Fourier Series Problem: Finding Coefficients for Piecewise Function f(t)

[Drake25]

Homework Statement

one period of a function f(t) is given by the piecewise function f(t)= 2t if -pi/2 <t <0 and -1 if 0< t < pi/2
I need to find a sub 0, a sub n, a sub 1,2,3,& 4, and b sub 1,2,3 &4
If I could just get a sub 0 the rest are easy, however, my answer does not look correct.

Homework Equations

a sub 0= 1/p * integral from p to -p f(t)dt
a sub n= 1/p * integral from p to -p f(t)cos (n*pi*t)/p dt
b sub n is the same except sin replaces cos

The Attempt at a Solution

I worked through the equation for a sub o and got -pi/2 -1
Now, it's the -1 that I don't think belongs?

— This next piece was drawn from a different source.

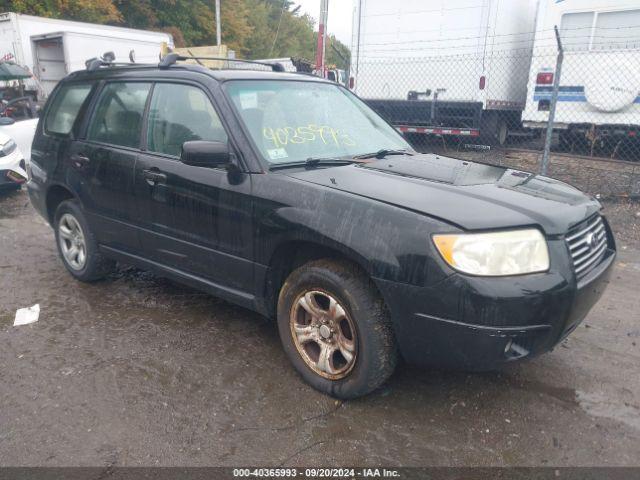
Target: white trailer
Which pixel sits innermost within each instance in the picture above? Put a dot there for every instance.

But i don't know for sure if it is wrong but if it is that will mess up all of the other answers. I just wish someone could explain to me how I have done it wrong. Thank you!

 

[Aureolux]

$$\int_{0}^{\frac{\pi}{2}}{-1dt}$$ is $$-\pi/2$$, not $$-1$$.

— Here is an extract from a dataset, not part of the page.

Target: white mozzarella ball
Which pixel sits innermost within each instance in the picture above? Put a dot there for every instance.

Also keep in mind that the equations as you've written them are wrong; either you want a $$1/2p$$ in the beginning or you want to integrate from $$-p/2$$ to $$p/2$$. The point is to divide by the "length of integration", but if you integrate from -p to p that length is actually 2p. $$a_0$$ should represent the average value of the function on that interval.

 

[Drake25]

ok, that makes sense! thank you!
i wish my computer would allow me to type symbols like you did, where can i find those so that my question is easier to read?